- Born: 27 March 1864 Łódź
- Died: 9 January 1930 (aged 65) London
- Occupations: Artist, businessperson, printer
- Known for: Inventing the Hentschel colourtype process

= Carl Hentschel =

British artist and inventor

Carl Hentschel (27 March 1864 – 9 January 1930) was a British artist, photographer, printmaker, inventor and businessperson. He developed techniques for printing illustrations, particularly the Hentschel Colourtype Process using three colours, which have been described as "revolutionising" newspaper illustration. He was the original of "Harris" in Jerome K. Jerome's Three Men in a Boat (1889).

==Early life==

Hentschel was born in Łódź, now in Poland, then part of the Russian Empire, on 27 March 1864. He was the son of August Hentschel, who was an engraver, and Olga.

The family emigrated to Britain when Carl was five. His obituary in The Times says that he "had some education at Eastbourne, where his father then had a paper collar factory". He was apprenticed to his father at 14. He wrote that "My first experience in producing illustrations was in assisting my father in photographing drawings on wood". His father had invented this technique, and later invented a process of printing on zinc, based on the Gillot process.

==Career==

The speed of some of Hentschel's own early work was unusual; in 1900 he said "when I succeeded in turning out a block in twenty-four hours, it was specially noticed in the Press". He also describes the length of time allowed for some projects: "I can call to mind in 1879 having some very difficult old engravings to reproduce; they were for a book on Marie Antoinette, by Lord Ronald Gower, and it took the best part of a year to do what now could be done in a week".

Hentschel was the inventor of the colour type process named after him; The Times wrote that he "made the first process block, which brought about a revolution in newspaper illustration". He established his company, Carl Hentschel Co., in 1887. In 1899 he founded a second one, Carl Hentschel Colourtype Company, which used a three-colour printing technique. The company printed Beatrix Potter's The Tale of Peter Rabbit using this technique in 1902.

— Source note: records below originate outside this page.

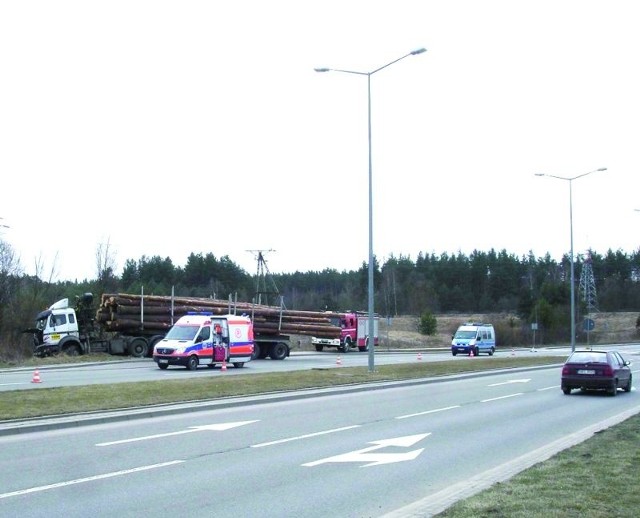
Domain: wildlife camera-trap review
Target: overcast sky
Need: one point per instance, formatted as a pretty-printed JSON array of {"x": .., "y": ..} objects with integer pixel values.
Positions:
[{"x": 171, "y": 127}]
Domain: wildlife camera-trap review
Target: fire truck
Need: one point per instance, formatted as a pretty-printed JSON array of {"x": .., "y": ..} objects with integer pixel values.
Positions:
[{"x": 354, "y": 332}]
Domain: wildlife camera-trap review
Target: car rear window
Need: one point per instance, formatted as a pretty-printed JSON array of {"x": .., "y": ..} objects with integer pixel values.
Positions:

Carl Hentschel Co. was described as "the leading firm engaged in line-process work in this country". The firm was located at 182-184 Fleet Street.

The poet and artist Isaac Rosenberg was apprenticed there in 1905. He was unhappy there; in 1909 he was working long hours, until 11pm, and earning 30 to 35 shillings a week, and was sacked in 1911.

Henschel's work included illustrations for Aubrey Beardsley and Oscar Wilde, notably Wilde's Salome (1894). The critic Nick Frankel has referred to "the triangle of friendship and collaboration between Hentschel, Wilde and Beardsley". Another important production was an illustrated book about the Slade School of Fine Art, published in 1907.

The Printing World noted in 1902 that "for two recent numbers of the Lady's Pictorial and one of the Lady Mr. Hentschel finished and delivered sixty-five large pages of reproduction from pen-and-ink drawings in three days - about the smartest bit of work ever done". The Sketch in 1906 said that the company "contracts to supply urgent engravings in A FEW HOURS from the delivery of the originals".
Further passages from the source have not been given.